Detection of ¹⁸F-FDG PET/CT Occult Lesions with ¹⁸F-DCFPyL PET/CT in a Patient with Metastatic Renal Cell Carcinoma

Abstract

Renal cell carcinoma (RCC) is common with more than 60,000 new cases in the United States yearly. No curative therapies are available for metastatic RCC. Improved methods of imaging metastatic RCC would be of value in identifying sites of occult disease and potentially for judging response to therapy. A 58-year-old male with known metastatic clear cell RCC was imaged with both ¹⁸F-FDG and ¹⁸F-DCFPyL PET/CT. ¹⁸F-DCFPyL is a small molecule inhibitor of the prostate-specific membrane antigen (PSMA), a target known to be highly expressed on solid tumor neovasculature. Relative to ¹⁸F-FDG, ¹⁸F-DCFPyL identified more lesions and demonstrated higher tumor radiotracer uptake.

Figure 1.

A 58-year-old male patient with known clear cell RCC metastases to the skeleton was imaged contemporaneously with two PET/CT examinations, one with ¹⁸F-FDG and a second with ¹⁸F-DCFPyL, a small molecule inhibitor of PSMA. The maximum intensity projection images from the two examinations (¹⁸F-FDG, A, and ¹⁸F-DCFPyL, B) demonstrate concordance of multiple radiotracer-avid lesions including the proximal right humerus and both iliac bones (red arrowheads).

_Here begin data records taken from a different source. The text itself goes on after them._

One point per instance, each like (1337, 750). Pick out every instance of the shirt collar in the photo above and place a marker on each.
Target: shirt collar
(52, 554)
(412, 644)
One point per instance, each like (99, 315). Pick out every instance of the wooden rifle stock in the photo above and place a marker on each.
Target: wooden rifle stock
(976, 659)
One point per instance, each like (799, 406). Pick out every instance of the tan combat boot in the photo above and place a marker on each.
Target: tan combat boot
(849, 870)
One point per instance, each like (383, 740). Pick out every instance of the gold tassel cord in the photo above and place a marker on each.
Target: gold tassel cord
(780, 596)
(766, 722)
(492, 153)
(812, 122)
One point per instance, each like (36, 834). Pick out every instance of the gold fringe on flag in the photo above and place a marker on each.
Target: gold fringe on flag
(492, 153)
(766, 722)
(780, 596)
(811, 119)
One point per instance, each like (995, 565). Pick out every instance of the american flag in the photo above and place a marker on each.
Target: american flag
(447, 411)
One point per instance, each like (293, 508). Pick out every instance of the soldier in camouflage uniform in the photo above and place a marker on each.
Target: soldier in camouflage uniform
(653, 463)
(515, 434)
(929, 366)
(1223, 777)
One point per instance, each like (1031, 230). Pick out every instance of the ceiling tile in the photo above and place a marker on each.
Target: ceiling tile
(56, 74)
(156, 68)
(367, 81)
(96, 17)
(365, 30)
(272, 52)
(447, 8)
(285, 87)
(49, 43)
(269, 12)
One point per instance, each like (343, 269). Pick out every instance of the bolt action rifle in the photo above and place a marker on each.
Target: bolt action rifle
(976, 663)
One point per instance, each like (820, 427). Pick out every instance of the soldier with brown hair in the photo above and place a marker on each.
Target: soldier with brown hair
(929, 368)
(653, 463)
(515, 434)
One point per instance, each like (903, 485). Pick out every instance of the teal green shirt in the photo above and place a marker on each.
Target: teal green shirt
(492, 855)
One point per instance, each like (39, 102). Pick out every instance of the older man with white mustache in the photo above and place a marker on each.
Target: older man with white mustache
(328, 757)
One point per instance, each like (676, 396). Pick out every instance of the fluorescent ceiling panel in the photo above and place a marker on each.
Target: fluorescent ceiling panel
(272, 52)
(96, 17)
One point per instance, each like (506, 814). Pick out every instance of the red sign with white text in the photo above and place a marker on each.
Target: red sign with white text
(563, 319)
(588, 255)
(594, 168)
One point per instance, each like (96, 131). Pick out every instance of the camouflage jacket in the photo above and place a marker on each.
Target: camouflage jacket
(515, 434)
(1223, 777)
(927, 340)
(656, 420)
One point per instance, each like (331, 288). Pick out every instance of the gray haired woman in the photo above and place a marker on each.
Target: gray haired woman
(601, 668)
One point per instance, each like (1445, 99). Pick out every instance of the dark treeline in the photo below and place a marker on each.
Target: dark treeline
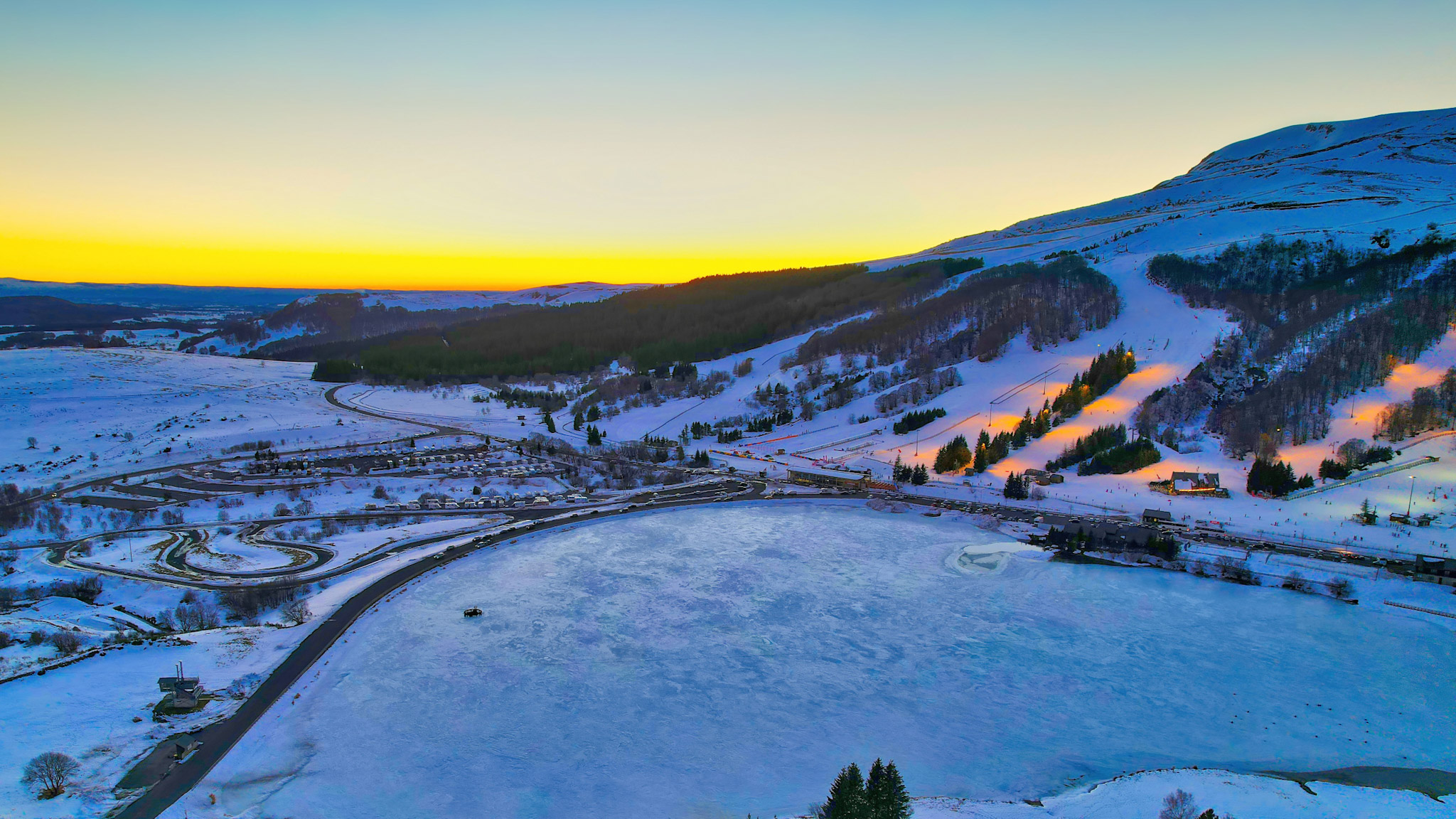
(878, 796)
(1279, 290)
(916, 419)
(1089, 445)
(1295, 405)
(1123, 458)
(340, 326)
(1051, 302)
(1429, 408)
(1275, 478)
(953, 456)
(1106, 372)
(701, 319)
(1331, 321)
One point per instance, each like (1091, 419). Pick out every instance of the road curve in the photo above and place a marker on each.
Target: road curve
(219, 738)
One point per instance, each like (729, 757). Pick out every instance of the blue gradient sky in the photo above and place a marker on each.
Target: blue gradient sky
(486, 144)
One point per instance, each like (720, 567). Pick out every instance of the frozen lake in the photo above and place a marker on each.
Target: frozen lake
(729, 659)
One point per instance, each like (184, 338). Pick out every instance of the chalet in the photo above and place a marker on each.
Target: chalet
(186, 692)
(1190, 484)
(814, 477)
(1157, 516)
(1436, 570)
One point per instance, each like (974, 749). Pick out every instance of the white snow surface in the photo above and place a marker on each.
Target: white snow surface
(727, 660)
(196, 405)
(1231, 795)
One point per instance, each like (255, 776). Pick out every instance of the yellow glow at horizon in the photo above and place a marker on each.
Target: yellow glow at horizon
(69, 259)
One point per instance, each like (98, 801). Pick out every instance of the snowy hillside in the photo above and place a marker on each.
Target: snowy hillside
(1359, 186)
(1324, 180)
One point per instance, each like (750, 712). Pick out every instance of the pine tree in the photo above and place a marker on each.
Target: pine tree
(875, 791)
(846, 796)
(896, 802)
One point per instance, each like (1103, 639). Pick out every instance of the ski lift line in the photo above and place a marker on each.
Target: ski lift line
(1381, 473)
(837, 442)
(1012, 392)
(929, 434)
(794, 436)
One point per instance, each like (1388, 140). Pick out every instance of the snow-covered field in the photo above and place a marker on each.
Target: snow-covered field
(86, 709)
(729, 660)
(175, 408)
(1229, 795)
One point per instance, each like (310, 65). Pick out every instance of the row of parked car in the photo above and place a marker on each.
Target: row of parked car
(493, 502)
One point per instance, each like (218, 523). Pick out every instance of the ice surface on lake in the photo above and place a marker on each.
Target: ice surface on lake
(719, 660)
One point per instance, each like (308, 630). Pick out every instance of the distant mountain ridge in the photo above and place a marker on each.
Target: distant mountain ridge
(1343, 181)
(48, 312)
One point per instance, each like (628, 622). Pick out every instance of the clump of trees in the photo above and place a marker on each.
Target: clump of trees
(1337, 321)
(916, 419)
(1429, 408)
(1179, 805)
(1120, 459)
(248, 604)
(337, 370)
(1106, 372)
(701, 319)
(954, 456)
(1353, 455)
(915, 392)
(854, 796)
(1018, 487)
(1089, 445)
(1275, 478)
(1050, 302)
(916, 476)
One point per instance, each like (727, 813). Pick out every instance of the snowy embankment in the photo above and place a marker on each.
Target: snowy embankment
(1140, 796)
(732, 659)
(89, 709)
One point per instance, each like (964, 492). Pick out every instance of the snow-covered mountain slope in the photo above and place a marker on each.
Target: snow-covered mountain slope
(1343, 181)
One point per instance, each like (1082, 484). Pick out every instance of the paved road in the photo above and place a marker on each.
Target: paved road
(219, 738)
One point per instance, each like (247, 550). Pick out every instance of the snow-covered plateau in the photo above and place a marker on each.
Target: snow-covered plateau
(729, 660)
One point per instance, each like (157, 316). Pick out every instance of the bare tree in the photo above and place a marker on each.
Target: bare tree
(1178, 805)
(1296, 582)
(297, 612)
(51, 770)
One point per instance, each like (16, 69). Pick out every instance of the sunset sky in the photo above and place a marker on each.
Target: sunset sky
(497, 146)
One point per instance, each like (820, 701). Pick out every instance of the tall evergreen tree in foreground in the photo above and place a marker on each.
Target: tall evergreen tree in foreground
(883, 796)
(846, 796)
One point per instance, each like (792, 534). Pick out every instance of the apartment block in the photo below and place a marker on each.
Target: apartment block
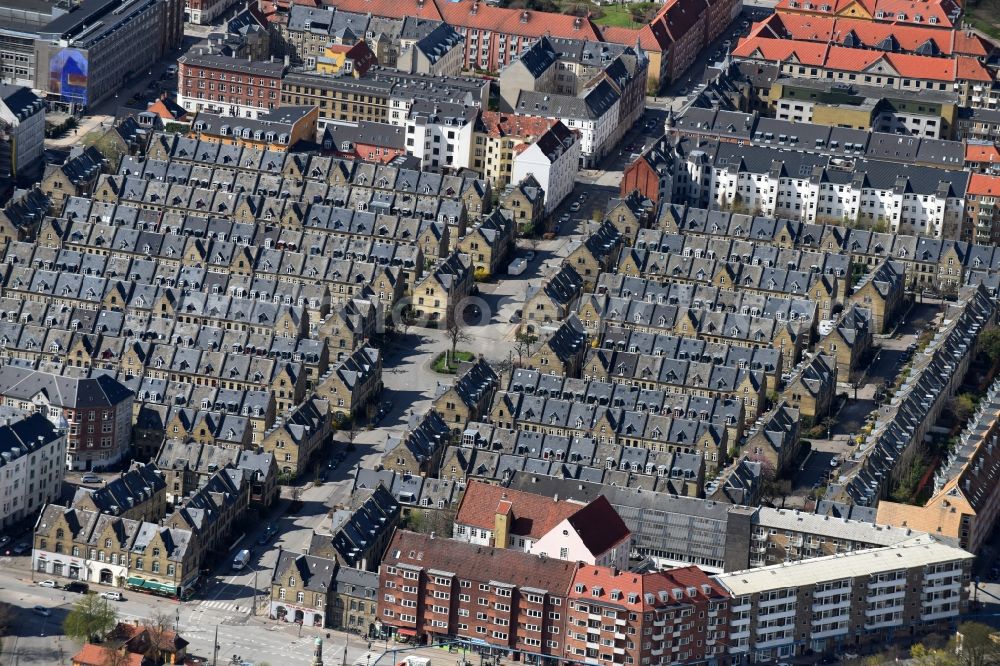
(847, 601)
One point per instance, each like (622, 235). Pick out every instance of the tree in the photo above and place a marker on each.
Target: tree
(91, 619)
(961, 407)
(975, 645)
(456, 333)
(989, 343)
(158, 628)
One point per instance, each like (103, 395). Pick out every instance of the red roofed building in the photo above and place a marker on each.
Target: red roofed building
(492, 515)
(98, 655)
(680, 616)
(964, 75)
(432, 588)
(858, 33)
(935, 13)
(982, 215)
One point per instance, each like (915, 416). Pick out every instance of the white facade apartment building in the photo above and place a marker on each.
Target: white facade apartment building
(909, 199)
(842, 601)
(32, 464)
(554, 161)
(440, 134)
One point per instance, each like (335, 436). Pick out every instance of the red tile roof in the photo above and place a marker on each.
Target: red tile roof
(982, 152)
(982, 185)
(499, 124)
(97, 655)
(817, 54)
(654, 583)
(534, 515)
(869, 33)
(891, 9)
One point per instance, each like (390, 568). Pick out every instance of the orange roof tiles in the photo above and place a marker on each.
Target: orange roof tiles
(982, 152)
(499, 124)
(957, 68)
(629, 583)
(982, 185)
(534, 515)
(941, 10)
(869, 33)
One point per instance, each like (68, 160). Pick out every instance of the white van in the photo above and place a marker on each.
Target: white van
(241, 559)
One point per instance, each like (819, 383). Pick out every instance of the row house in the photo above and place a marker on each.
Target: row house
(768, 360)
(902, 71)
(552, 300)
(791, 336)
(492, 453)
(489, 243)
(813, 387)
(921, 398)
(964, 502)
(702, 379)
(776, 438)
(927, 261)
(187, 464)
(597, 253)
(139, 494)
(714, 409)
(624, 292)
(849, 341)
(617, 426)
(297, 436)
(469, 397)
(358, 536)
(562, 352)
(438, 296)
(418, 450)
(354, 384)
(111, 550)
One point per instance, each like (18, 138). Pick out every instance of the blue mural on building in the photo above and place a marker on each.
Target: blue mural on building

However, additional subtle sites of ¹⁸F-DCFPyL uptake are noted that do not have corresponding ¹⁸F-FDG uptake (blue arrows). These sites include subtle endosteal scalloping of the left posterior ninth rib and the left iliac bone without accompanying ¹⁸F-FDG uptake (C and E, blue arrows). In contrast, the axial ¹⁸F-DCFPyL PET/CT images demonstrated moderate radiotracer uptake at these sites (D, SUV_max (lean body mass corrected) 3.2, blue arrow and F, ¹⁸F-DCFPyL SUV_max 2.7, blue arrow).

Figure 2.

Large lytic lesions were present in the posterior aspects of both iliac bones in this patient, and both sites were found to have intense uptake of both radiotracers (¹⁸F-FDG in A and B and ¹⁸F-DCFPyL in C and D, red arrowheads). However, ¹⁸F-DCFPyL uptake was both visually and quantitatively higher than ¹⁸F-FDG. For the right iliac lesion, ¹⁸F-FDG uptake yielded SUV_max of 3.3, while for the same lesion ¹⁸F-DCFPyL uptake generated SUV_max of 16.6. For the left iliac, ¹⁸F-FDG SUV_max was 4.0 while ¹⁸F-DCFPyL SUV_max was 13.9. In aggregate, our findings in this patient with metastatic clear cell RCC are suggestive that ¹⁸F-DCFPyL may able to identify more lesions and has higher tumor uptake than ¹⁸F-FDG. Although a significant body of work has examined the role of ¹⁸F-DCFPyL and other small molecule inhibitors targeted against PSMA in the detection of prostate cancer [1-4], the use of such radiotracers for non-prostate applications has been limited to date [5, 6]. This is despite the fact that PSMA is highly expressed on the tumor neovasculature of many solid tumors, including RCC [7, 8]. Indeed, a previous case report has demonstrated the ability of a ⁶⁸Ga-labeled small molecule inhibitor of PSMA (⁶⁸Ga-PSMA) to identify sites of disease in a patient with metastatic clear cell RCC [5]. In that report, the authors noted concordance between ¹⁸F-FDG and ⁶⁸Ga-PSMA uptake for all described lesions, though the ⁶⁸Ga-PSMA PET acquisition was notable for improved lesion conspicuity. In combination with the earlier findings utilizing ⁶⁸Ga-PSMA, this report confirms that further study with PSMA radiotracers in metastatic RCC is warranted.